At the middle of the 7th century, Tang-China invaded the Goguryeo kingdom in the Korean peninsula. Therefore, to prepare for the Tang aggression, neighboring nations had to unify inside of the countries and establish centralized governments.
In those days, the Soga clan had huge power in the Yamato Imperial Court. They had killed the descendants of Shotoku Taishi. To stop the tyranny of the Soga clan, Prince Nakano Oe along with Kamatari-Nakatomi, who was an officer of the Court, rose against the Soga clan in 645AD. Hereby, the most powerful clan, Soga, since the Kofun era was destroyed.

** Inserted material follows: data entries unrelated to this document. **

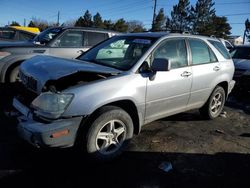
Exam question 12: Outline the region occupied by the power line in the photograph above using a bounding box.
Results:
[221,13,250,16]
[216,1,250,5]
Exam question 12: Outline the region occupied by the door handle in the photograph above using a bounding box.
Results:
[181,71,192,77]
[213,66,220,71]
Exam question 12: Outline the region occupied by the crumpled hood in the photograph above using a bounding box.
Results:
[20,55,121,93]
[233,59,250,70]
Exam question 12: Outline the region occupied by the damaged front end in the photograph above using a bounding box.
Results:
[16,70,113,121]
[13,56,120,148]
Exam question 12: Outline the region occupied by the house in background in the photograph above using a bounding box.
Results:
[228,35,243,46]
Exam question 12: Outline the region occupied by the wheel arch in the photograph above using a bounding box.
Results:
[4,60,25,82]
[81,99,141,136]
[217,81,228,97]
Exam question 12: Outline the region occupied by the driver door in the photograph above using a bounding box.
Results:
[145,38,192,122]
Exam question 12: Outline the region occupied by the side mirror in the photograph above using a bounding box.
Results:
[151,58,171,72]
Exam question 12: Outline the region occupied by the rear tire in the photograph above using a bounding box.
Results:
[9,66,20,83]
[80,106,134,161]
[199,86,226,119]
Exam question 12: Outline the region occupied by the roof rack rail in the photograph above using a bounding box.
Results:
[210,35,216,38]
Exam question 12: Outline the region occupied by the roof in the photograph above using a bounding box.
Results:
[49,26,120,34]
[118,32,221,41]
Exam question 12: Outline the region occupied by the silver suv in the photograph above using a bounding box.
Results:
[0,27,118,82]
[13,33,235,160]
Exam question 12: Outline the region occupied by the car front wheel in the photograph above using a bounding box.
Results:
[82,106,134,161]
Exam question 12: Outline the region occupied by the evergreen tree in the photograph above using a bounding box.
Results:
[245,19,250,43]
[75,10,93,27]
[152,8,166,31]
[75,17,84,27]
[191,0,216,34]
[113,19,128,32]
[83,10,93,27]
[166,0,191,32]
[199,16,231,38]
[28,21,36,27]
[103,20,114,30]
[10,21,20,26]
[93,12,104,28]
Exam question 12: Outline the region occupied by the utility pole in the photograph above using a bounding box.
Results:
[152,0,157,30]
[57,11,60,26]
[24,18,26,27]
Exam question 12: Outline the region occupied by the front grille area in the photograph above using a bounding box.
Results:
[19,70,38,92]
[16,84,38,107]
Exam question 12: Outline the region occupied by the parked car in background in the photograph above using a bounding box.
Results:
[13,33,235,160]
[0,27,118,82]
[218,38,234,51]
[10,26,40,34]
[0,26,38,42]
[230,45,250,93]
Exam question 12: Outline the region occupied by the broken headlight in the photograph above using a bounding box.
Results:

After the fall of the Soga clan, the Imperial Court reformed the political system and pushed forward the centralization of Japan. In 646 AD, the Yamato Imperial Court announced “Kaishin-no-Mikotonori”, which showed the details of the reform. For example, the system of Kouchi-Koumin, means that the land and people were owned by the Emperor, and all people and land were registered. Then people were given rice fields, but people had to pay a heavy tax to the Court in exchange for the gift of land. Taxes were paid in rice and regional special products such as silk, cotton. In addition, men had to work for free on construction sites in the capital.
Furthermore, regional governments called “Kori” were established in every region. 
The central government system was improved and the government was operated at the Naniwa-no-Miya palace in today's Osaka.
※The Asuka period ranged from the later 6th century to the mid 7th century.
The Asuka period coincides with the later Kofun period.